We sequenced the heterodimerization domain and the PEST domain of all 4 Notch genes in tumors from Tal1/⁺, Tal1/⁺HEB⁺/-, and Tal1/⁺Ink4a/Arf⁺/- mice. Of the 27 tumors we analyzed, we found activating mutations in the Notch1 gene in 20 (74%) samples (Table 1). One tumor had a point mutation in the heterodimerization domain leading to a leucine-to-proline change at residue 1668 (1679 in human NOTCH1). Point mutations causing identical leucine-to-proline substitutions have been observed in 4 patients with T-ALL.¹³  Most mutations that we detected in the mouse tumors were in the PEST domain. Here, as in the human cell lines and samples, we found insertions, deletions, and point mutations, resulting in premature stop codons and loss of the notch1 PEST domain. In contrast, we found no mutations in Notch2, Notch3, or Notch4.

In addition to the Notch1 mutations found in tal1 transgenic mice, we also found Notch1 mutations in 9 of 29 (31%) of T-cell tumors that developed in H2AX^-/-, Tp53^-/-, H2AX^-/-Tp53^-/-, H2AX⁺/-Tp53^-/-, Tp53^-/-RAG^-/-, H2AX^-/-Tp53^-/-RAG^-/-, and H2AX^-/-p53⁺/-RAG^-/- mice. One tumor (455) had an alanine-to-proline missense mutation in the heterodimerization domain of notch1. This same mutation at the homologous residue in human NOTCH1 (1702) was also observed in one primary sample from a patient with T-ALL.¹³  However, as in the Tal1 transgenic mice, most of the mutations were in the PEST domain. These data indicate that Notch1 mutations are not specific to leukemias arising in Tal1 transgenic mice but that they arise in diverse T-ALL-prone backgrounds. Of note, Notch1 mutations are significantly more common in Tal1 transgenic mice than in mice that are heterozygous or deficient for Tp53 (P = .001), H2AX (P = .006), or RAG (P = .001) using a 2-tailed Fisher exact test. Because of the complex genotypes of the mice analyzed in this study, further experiments will be necessary to determine the individual contributions of Tp53, H2AX, or RAG deficiency to susceptibility to Notch1 mutations.

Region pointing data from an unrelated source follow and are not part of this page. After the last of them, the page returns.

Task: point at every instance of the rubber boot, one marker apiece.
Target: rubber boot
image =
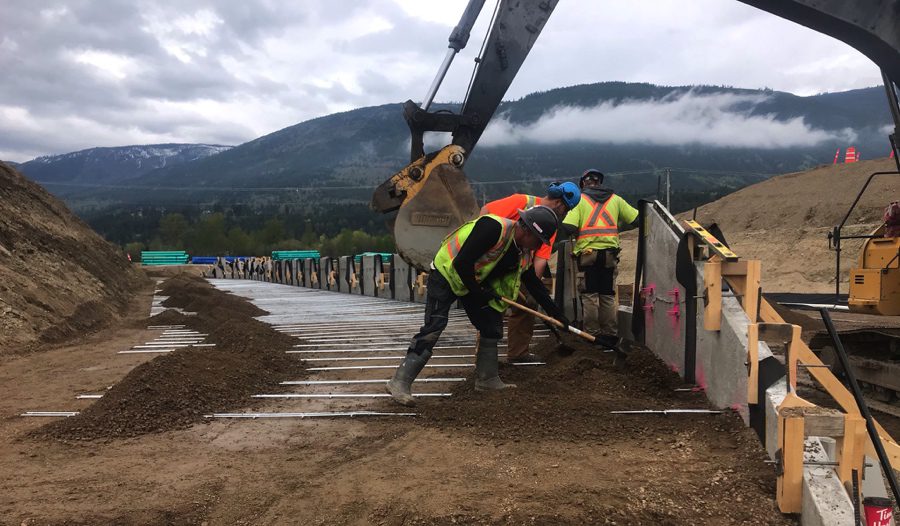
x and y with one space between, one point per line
486 367
401 384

The mutations we have found affecting full-length notch proteins in murine T-ALL are predicted to activate notch pathway signaling in way that is dependent on cellular γ-secretase activity. Therefore, to determine whether the tumor cells depend on notch signaling, we treated tumor cell lines derived from these mice with the γ-secretase inhibitor DAPT (Figure 1, Table S1; see the Supplemental Table link at the top of the online article, at the Blood website). After treatment of the cell lines with the inhibitor for 6 days, we found that most cell lines exhibited G₀/G₁ arrest, an increase in apoptosis, or both, as indicated by cells with 45% to 70% sub-G₀/G₁ DNA content (similar results were also seen after 3 days). In addition, we demonstrate that in sensitive and resistant cell lines, DAPT treatment inhibits the production of activated notch (Figure 1E) and the transcription of the notch target genes Deltex and Hes1 (Figure 1F). Some Tal1 tumor cell lines were resistant to the γ-secretase inhibitor treatment. Two of 4 γ-secretase-resistant cell lines did not have mutations in Notch1. Resistant cell lines with mutations in Notch1 have likely incurred additional mutations, rendering them independent of notch pathway signaling for growth and survival because DAPT treatment does decrease notch1 signaling in these cells. In fact, our previous studies have demonstrated that tumor 5146 displays constitutive NFκB activation; therefore, it may be dependent on NFκB signaling rather than on notch signaling for its growth and survival.²³  One cell line was sensitive to the γ-secretase inhibitor but did not have a mutation in Notch1. In this case, we hypothesize that there might have been activating mutations in one or more other components of the notch signaling pathway. However, we cannot rule out the possibility that this cell line has a mutation in another substrate of γ-secretase. This work provides further evidence that Notch1 activation plays a key role in the pathogenesis of T-ALL in humans and in murine models and provides model systems incorporating clinically relevant oncogenes and tumor suppressors for testing therapeutics that target the NOTCH signaling pathway.